Thanks for the replies so far. Looking to go in mid October or so.


----------



## GG34 (May 2, 2014)

I've fished with River through Atlanta as well. They are great people. The soque is mostly private and few guides have access. Trophy trout in there.


----------



## flysalt060 (Aug 5, 2012)

If you coming in October,Brigidoon is on the Soque. And Greg Morgan guides there. He is Ak right now.


----------



## siouxsioux (Jul 30, 2016)

flysalt060 said:


> If you coming in October,Brigidoon is on the Soque. And Greg Morgan guides there. He is Ak right now.


If you're coming in October there are big white trout with stripes that school up and crush flies on the surface. Most of these Ga trout are between 15"-35". PM me for details. 

If you are looking for more of the "traditional trout" River through Atlanta is a great guide service.
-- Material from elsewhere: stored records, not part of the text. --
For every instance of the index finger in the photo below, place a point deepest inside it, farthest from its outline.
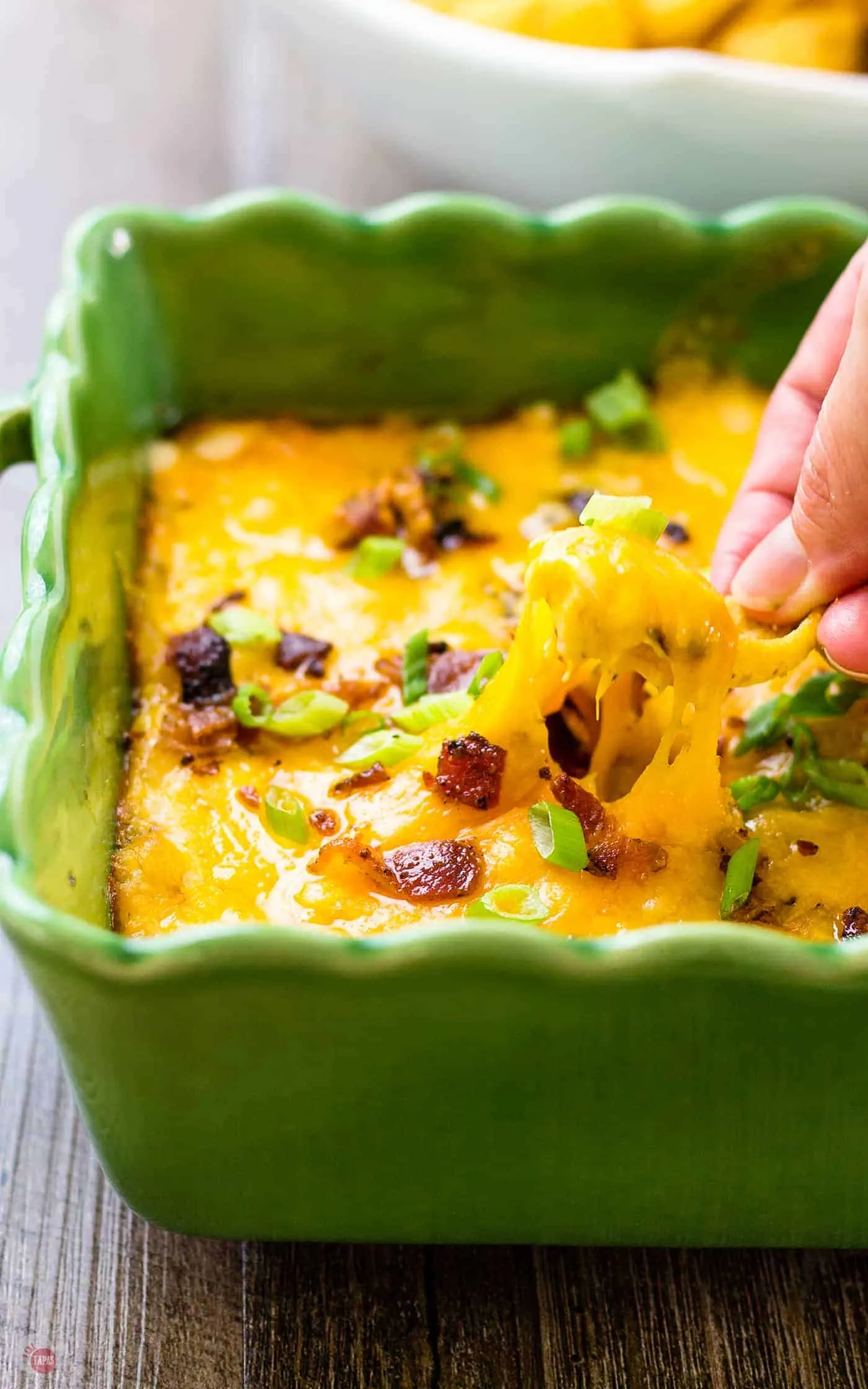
(766, 495)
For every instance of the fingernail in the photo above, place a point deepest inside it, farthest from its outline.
(774, 573)
(842, 670)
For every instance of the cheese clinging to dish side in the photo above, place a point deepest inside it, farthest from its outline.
(327, 732)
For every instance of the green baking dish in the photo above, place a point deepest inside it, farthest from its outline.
(699, 1085)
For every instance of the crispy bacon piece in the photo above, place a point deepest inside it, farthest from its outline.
(609, 849)
(853, 923)
(434, 870)
(470, 770)
(456, 535)
(199, 731)
(374, 776)
(202, 659)
(306, 655)
(396, 505)
(453, 672)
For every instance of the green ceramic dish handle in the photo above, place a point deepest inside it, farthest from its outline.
(16, 434)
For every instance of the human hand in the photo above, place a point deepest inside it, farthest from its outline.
(797, 533)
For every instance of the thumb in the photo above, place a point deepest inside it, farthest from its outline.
(821, 549)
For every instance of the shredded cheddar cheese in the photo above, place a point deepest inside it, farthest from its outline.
(617, 649)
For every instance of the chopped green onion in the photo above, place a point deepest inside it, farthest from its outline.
(839, 779)
(388, 747)
(487, 672)
(432, 709)
(415, 667)
(559, 835)
(750, 792)
(766, 726)
(375, 556)
(622, 409)
(285, 814)
(632, 516)
(513, 902)
(302, 716)
(476, 479)
(306, 714)
(739, 881)
(448, 473)
(575, 438)
(241, 627)
(252, 706)
(826, 695)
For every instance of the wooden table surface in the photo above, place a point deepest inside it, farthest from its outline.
(125, 1305)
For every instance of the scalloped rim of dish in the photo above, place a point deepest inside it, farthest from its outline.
(476, 43)
(652, 951)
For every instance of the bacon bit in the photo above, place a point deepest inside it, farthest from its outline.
(454, 535)
(453, 672)
(199, 731)
(396, 505)
(306, 655)
(677, 533)
(609, 849)
(359, 693)
(326, 821)
(853, 923)
(228, 599)
(374, 776)
(202, 659)
(470, 770)
(435, 870)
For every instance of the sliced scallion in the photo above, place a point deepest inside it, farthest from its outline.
(575, 438)
(415, 667)
(557, 835)
(739, 880)
(308, 714)
(622, 409)
(487, 672)
(750, 792)
(252, 706)
(285, 814)
(766, 726)
(388, 747)
(512, 902)
(242, 627)
(826, 695)
(432, 709)
(631, 516)
(375, 556)
(302, 716)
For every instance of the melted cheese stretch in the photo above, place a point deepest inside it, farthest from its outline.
(232, 508)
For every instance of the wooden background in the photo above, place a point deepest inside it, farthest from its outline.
(125, 1305)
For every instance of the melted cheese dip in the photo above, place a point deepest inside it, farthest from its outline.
(247, 508)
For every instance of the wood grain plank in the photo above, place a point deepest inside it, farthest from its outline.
(487, 1315)
(335, 1317)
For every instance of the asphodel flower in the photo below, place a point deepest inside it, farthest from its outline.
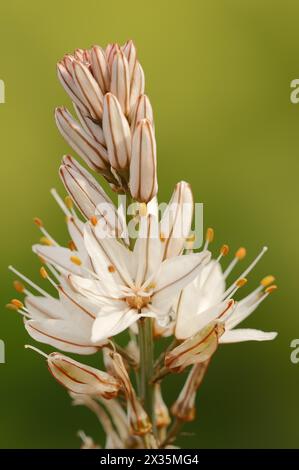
(138, 418)
(207, 299)
(133, 284)
(143, 167)
(107, 280)
(79, 378)
(184, 407)
(107, 90)
(196, 349)
(113, 438)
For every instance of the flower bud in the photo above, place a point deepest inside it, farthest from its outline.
(65, 75)
(143, 167)
(184, 406)
(139, 420)
(143, 110)
(91, 151)
(82, 379)
(117, 133)
(161, 410)
(100, 68)
(120, 81)
(176, 222)
(89, 88)
(197, 349)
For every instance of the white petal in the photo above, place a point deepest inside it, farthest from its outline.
(189, 322)
(112, 324)
(110, 258)
(44, 307)
(246, 334)
(174, 275)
There are a few guys that know a lot about catching the big browns in the Chatt.


----------



## topnative2 (Feb 22, 2009)

Reese Panter in Blue Ridge,Ga. A young man who lives and breathes trout.He runs out of the local fly shop in Blue ridge.


----------



## cal1320 (Jun 6, 2007)

siouxsioux said:


> If you're coming in October there are big white trout with stripes that school up and crush flies on the surface. Most of these Ga trout are between 15"-35". PM me for details.
> 
> If you are looking for more of the "traditional trout" River through Atlanta is a great guide service. There are a few guys that know a lot about catching the big browns in the Chatt.
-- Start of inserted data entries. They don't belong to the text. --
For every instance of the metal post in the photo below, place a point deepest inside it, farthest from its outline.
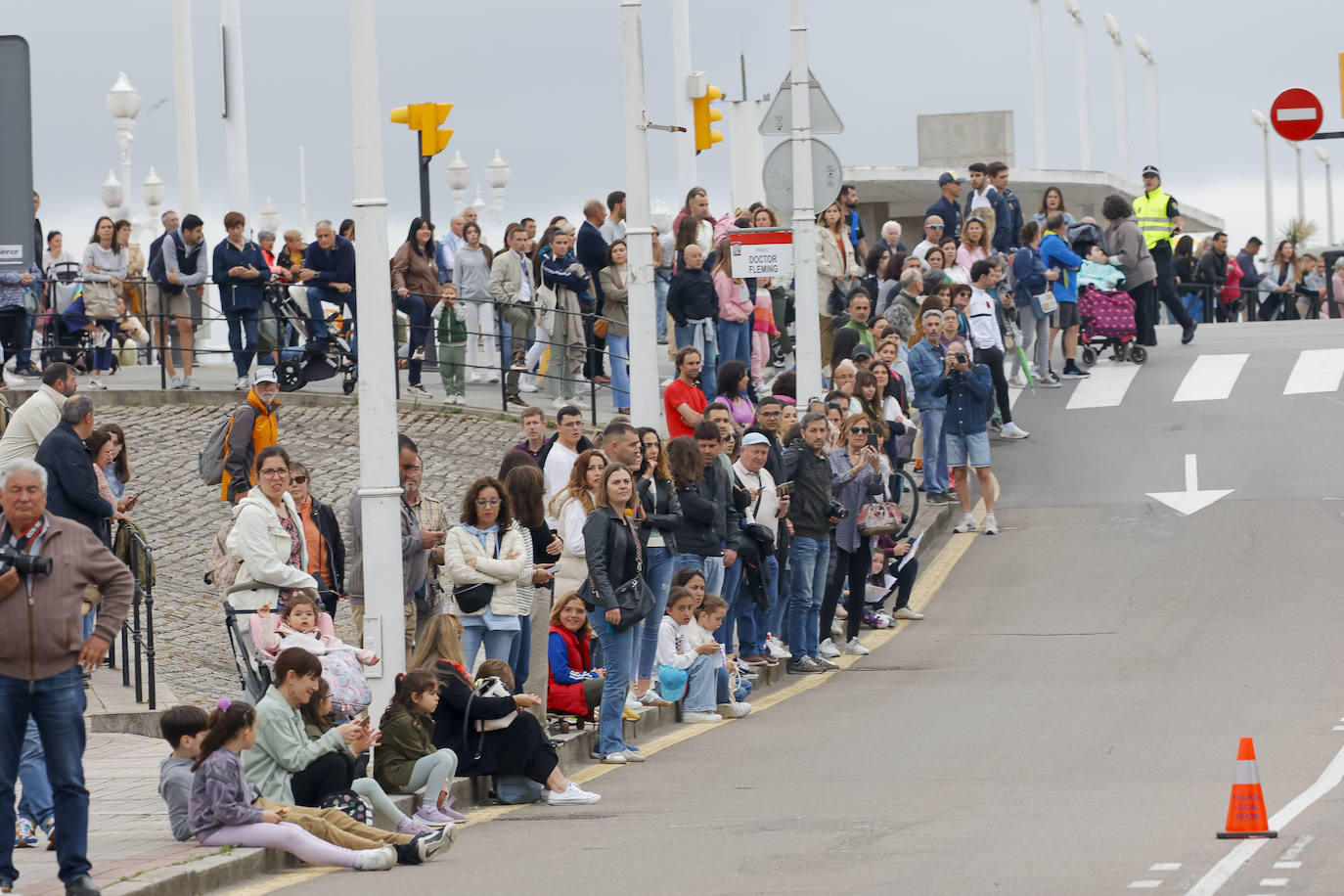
(236, 111)
(804, 226)
(380, 488)
(639, 229)
(1038, 82)
(184, 92)
(680, 100)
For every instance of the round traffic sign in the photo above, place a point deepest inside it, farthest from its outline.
(1296, 114)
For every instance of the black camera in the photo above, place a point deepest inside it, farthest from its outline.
(23, 563)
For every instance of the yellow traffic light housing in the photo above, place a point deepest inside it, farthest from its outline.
(704, 115)
(426, 117)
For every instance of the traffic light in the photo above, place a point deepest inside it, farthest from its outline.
(704, 115)
(426, 117)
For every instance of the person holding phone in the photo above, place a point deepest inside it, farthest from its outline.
(855, 477)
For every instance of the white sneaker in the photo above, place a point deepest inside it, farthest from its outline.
(694, 718)
(380, 859)
(573, 795)
(855, 648)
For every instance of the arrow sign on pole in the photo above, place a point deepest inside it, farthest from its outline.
(1192, 499)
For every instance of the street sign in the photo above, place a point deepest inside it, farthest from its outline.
(779, 117)
(777, 175)
(1296, 114)
(17, 175)
(762, 252)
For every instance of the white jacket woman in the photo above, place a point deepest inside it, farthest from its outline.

Those striped ''trout'' may get a visit as well. Better bring the 8wt too. Dates off work are Oct 8-12th. Looks like a lot of the areas are private. We will do some guided as well as try some DIY. Is Smith Creek in Unicoi St Park worth a look?


----------



## siouxsioux (Jul 30, 2016)

cal1320 said:


> Those striped ''trout'' may get a visit as well. Better bring the 8wt too. Dates off work are Oct 8-12th. Looks like a lot of the areas are private. We will do some guided as well as try some DIY. Is Smith Creek in Unicoi St Park worth a look?


Yes 8wt indeed. 

Smith creek always fishes good.. Most of the time you are casting Nuts to Butts with every other sport in town. There is a WMA section right above unicoi that fishes well (until it is posted on the Internet). 

Word to the wise: you will get arrested for openly drinking in unicoi. Ask me how I know.


----------



## EdK13 (Oct 3, 2013)

My brother lives in Hiawassee and has a little creek, 6-10' wide, with wild trout. Gorgeous fish. There are some walk in areas in that area that require a long hike and the chatt is fun - mostly stockers. There is some good river across the border in NC. What part of GA you staying in? I would be happy to call some people. Or you can wing it- https://www.vrbo.com/419468


Primer


----------



## Stickbow (Aug 31, 2016)

Never used a guide, but really love fishing in the Chattahoochee WMA just above Helen. Little fish for the most part, but it's wild(ish) country, just below the ridge the Appalachian Trail is on. http://www.exploregeorgia.org/listing/815-chattahoochee-wildlife-management-area

I admit I have not been there in about 4 or 5 years, and you should check the hunting season for the area.


----------



## Liam Cunningham (Dec 31, 2016)

Captain Gregg Morgan, or go to Fly Shop Company of Blue Ridge with Will Taylor


----------



## Capt.Hiott (May 15, 2017)

Chattooga river. You can camp off of Burrell's Ford Rd. on the SC side


----------